Our experience today of the risen Christ is primarily in and through his body, the Church. Here we are supported in our faith and encounter the life of the risen Christ through signs of water, bread, wine, oil, fire, holy Scripture and the fellowship we enjoy with one another. This shepherd has a vision and intention far beyond our own. His desire is a world-wide flock in which all of humanity is gathered. This is a voice we can listen to and follow with confidence and hope for Christ himself is both medium and message.

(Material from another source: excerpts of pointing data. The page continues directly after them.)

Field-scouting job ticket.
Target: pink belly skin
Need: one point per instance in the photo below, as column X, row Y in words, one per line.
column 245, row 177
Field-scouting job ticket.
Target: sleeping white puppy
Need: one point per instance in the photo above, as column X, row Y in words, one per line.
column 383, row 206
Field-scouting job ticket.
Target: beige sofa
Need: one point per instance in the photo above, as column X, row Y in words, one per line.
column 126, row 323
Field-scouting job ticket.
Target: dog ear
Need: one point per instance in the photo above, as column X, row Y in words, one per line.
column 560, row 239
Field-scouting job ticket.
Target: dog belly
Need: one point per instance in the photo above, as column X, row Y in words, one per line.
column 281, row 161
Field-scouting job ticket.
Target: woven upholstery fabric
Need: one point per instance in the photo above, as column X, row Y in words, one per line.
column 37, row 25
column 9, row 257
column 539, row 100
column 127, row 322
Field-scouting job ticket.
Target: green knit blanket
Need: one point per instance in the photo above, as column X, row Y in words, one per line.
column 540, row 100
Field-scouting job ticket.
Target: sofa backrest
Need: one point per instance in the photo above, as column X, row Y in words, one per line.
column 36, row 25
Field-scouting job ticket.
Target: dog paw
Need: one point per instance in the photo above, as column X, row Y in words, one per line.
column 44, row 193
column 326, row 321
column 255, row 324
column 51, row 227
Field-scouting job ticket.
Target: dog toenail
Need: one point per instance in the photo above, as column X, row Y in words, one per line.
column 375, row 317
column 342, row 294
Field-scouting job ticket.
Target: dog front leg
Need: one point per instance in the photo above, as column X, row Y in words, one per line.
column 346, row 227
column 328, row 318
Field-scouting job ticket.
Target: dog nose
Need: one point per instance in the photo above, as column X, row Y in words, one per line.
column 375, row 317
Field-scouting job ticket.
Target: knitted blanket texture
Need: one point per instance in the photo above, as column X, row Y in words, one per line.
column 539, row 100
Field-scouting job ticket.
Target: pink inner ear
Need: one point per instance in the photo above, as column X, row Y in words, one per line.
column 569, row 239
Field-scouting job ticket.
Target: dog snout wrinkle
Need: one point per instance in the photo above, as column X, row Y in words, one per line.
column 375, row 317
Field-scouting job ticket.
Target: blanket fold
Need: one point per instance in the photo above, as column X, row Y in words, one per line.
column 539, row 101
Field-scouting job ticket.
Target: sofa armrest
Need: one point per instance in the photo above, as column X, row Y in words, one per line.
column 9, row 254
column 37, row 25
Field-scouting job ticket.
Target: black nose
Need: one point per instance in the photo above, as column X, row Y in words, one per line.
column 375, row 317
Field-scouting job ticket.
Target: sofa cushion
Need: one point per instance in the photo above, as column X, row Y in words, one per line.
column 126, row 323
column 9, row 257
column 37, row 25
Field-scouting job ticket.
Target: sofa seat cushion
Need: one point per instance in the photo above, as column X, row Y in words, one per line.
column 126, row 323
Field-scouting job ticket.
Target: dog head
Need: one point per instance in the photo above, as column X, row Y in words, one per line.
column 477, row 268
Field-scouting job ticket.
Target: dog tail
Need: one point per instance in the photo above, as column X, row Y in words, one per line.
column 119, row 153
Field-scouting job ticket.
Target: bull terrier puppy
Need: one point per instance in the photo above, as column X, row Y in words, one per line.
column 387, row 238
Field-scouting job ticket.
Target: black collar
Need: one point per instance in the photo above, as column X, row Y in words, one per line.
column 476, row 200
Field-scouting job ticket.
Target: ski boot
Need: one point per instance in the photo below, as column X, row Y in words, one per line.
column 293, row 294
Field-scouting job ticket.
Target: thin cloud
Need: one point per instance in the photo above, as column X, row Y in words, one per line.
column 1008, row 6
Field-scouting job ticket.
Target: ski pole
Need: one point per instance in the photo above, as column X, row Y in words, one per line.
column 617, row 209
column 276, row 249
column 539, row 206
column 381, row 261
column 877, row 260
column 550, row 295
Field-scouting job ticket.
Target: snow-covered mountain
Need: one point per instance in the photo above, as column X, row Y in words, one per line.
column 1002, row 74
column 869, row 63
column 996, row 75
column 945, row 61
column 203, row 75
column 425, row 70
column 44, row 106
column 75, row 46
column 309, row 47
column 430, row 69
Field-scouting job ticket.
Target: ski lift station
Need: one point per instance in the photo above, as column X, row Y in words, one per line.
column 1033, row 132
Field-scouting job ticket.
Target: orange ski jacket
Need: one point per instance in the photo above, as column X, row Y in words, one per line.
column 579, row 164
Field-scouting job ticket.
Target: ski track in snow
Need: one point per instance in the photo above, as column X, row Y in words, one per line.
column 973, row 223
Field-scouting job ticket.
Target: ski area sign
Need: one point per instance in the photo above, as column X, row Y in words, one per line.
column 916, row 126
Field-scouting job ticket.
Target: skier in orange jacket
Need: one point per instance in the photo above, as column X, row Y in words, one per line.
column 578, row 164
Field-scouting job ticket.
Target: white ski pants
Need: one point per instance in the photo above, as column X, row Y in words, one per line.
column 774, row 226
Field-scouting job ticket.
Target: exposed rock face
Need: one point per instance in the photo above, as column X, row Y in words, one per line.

If the “medium is the message” then the Gospel and the lives of countless Christians before ourselves is that medium. The message is the good news which we hear in today’s first reading from the Acts of the Apostles. As Peter “stood up with the Eleven, raised his voice, and proclaimed: ‘Let the whole house of Israel know for certain that God has made both Lord and Christ, this Jesus . . . For the promise is made to you and to your children and to all those far off, whomever the Lord our God will call.” (Acts 2: 14, 36-41).
"In our sickness we need a savior, in our wanderings a guide, in our blindness someone to show us the light, in our thirst the fountain of living water which quenches for ever the thirst of those who drink from it. We dead people need life, we sheep need a shepherd, we children need a teacher, the whole world needs Jesus!" (Clement of Alexandria: 150-215)
God has delivered his promise in Christ who is risen indeed, Alleluia!